Ações governamentais para a redução da gravidez na adolescência

Enviada em 06/09/2019

É incontestável que o sexo é uma das formas mais prazerosas do ser humano se relacionar e seus benefícios também são muito conhecidos. No entanto, quando analisado o fator gravidez na adolescência, é evidenciado que, se não tomadas as devidas precauções, o ato pode trazer diversos problemas para os indivíduos. Assim, em uma época em que a falta de informação sexual e a escassa ação governamental para a redução da gravidez na adolescência são uma realidade, convém discutir as causas e consequências dessa problemática.

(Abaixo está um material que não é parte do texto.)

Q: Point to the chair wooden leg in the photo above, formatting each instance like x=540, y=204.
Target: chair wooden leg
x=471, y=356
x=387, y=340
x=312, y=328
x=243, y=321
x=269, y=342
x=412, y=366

Em primeiro lugar, é importante destacar que, segundo dados do Ministério da Saúde, apesar de a taxa de natalidade entre jovens ter caído dezessete por cento entre 2005 e 2015, os números continuam altos e o Brasil se situa entre os países onde a gravidez precoce é um problema social e de saúde pública. Além disso, a mesma pesquisa revela que os índices de natalidade juvenil são mais comuns em famílias carentes que moram nas periferias e em zonas rurais - locais em que o acesso a políticas públicas é de menor qualidade ou até mesmo inexistentes. Nesse sentido, fica evidente que a inércia de investimentos do governo contribui com a gestação prematura, pois não fornece o mínimo de recursos e informação necessários para a parcela menos favorecida da sociedade.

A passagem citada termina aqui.